Postscript: There are echoes of evolutionary theory in this proposal. Species that are large in number and widely dispersed, across many different habitats, tend to have better long term survival prospects in the face of changing climates and the co-evolution of competitors


Friday, July 26, 2013

A reverse QCA?



I have been talking to a project manager who needed some help clarifying their Theory of Change (and maybe the project design itself). The project aims to improve the working relationships between a particular organisation (A) and a number of organisations they work with (B). There is already a provisonal scale that could be used to measure the baseline state of relationships, and changes in those relationships thereafter. Project activities designed to help improve the relationships have already been identified and should be reasonably easy to monitor. But the expected impacts of the improved relationships on what B's do elsewhere via their other relationships have not been clarified or agreed to, and in all likelihood they could be many and varied. It will probably be easier to identify and categorise after the activities have been carried out, rather than during at any planning stage.

I have been considering the possible usefullness of QCA as a means of analysing the effectiveness of the project. The cases will be the various relationships between A and Bs that are assisted in different ways. The conditions will be different forms of assistance provided as well as differences in the context of these relationships (e.g. the people, organisations and communities involved). The outcome of interest will be the types of changes in the relationships between A and Bs. Not especially problematic, I hope.

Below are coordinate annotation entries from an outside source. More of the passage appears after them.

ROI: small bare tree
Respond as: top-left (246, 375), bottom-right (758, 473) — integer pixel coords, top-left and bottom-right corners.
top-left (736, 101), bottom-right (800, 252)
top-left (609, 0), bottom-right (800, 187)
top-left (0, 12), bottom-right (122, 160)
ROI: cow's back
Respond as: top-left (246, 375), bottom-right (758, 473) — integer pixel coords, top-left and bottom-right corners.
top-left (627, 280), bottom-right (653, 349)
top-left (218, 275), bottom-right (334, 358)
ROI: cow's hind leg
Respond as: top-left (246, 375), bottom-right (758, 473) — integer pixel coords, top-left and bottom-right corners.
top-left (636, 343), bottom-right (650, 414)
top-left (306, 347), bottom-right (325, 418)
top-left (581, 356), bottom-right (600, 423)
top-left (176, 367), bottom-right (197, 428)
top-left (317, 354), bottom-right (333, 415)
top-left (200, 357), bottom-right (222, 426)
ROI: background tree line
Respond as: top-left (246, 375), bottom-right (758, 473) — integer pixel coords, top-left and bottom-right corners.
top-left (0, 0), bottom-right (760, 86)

Then I thought..., perhaps one could do a reverse QCA analysis to identify associations between specific types of relationship changes and the many different kinds of impacts that were subsequently observed on other relationships. The conditions in this analysis would be various categories of observed change (with data on their presence and absence). The configurations of conditions identified by the QCA analysis would in effect be a succinct typology of impact configurations associated with each kind of relationship change. As distinct from causal configurations sought via a conventional QCA.

This reversal of the usual QCA analysis should be possible and legitimate because relations between conditons and outcomes are set theoretic relations, not temporal relationships. My next step, will be to find out if someone has already tried to do this elsewhere (that I could learn from). These days this is highly likely.

Postscript 1: The same sort of reverse analyses could be done with Decision Tree algorithms, whose potential for use in evaluations has been discussed in earlier postings on this blog and elsewhere.

Postscript 2: I am slowly working my way through this comprehensive account of QCA, published last year:
Schneider, Carsten Q., and Claudius Wagemann. 2012. Set-Theoretic Methods for the Social Sciences: A Guide to Qualitative Comparative Analysis. Cambridge University Press.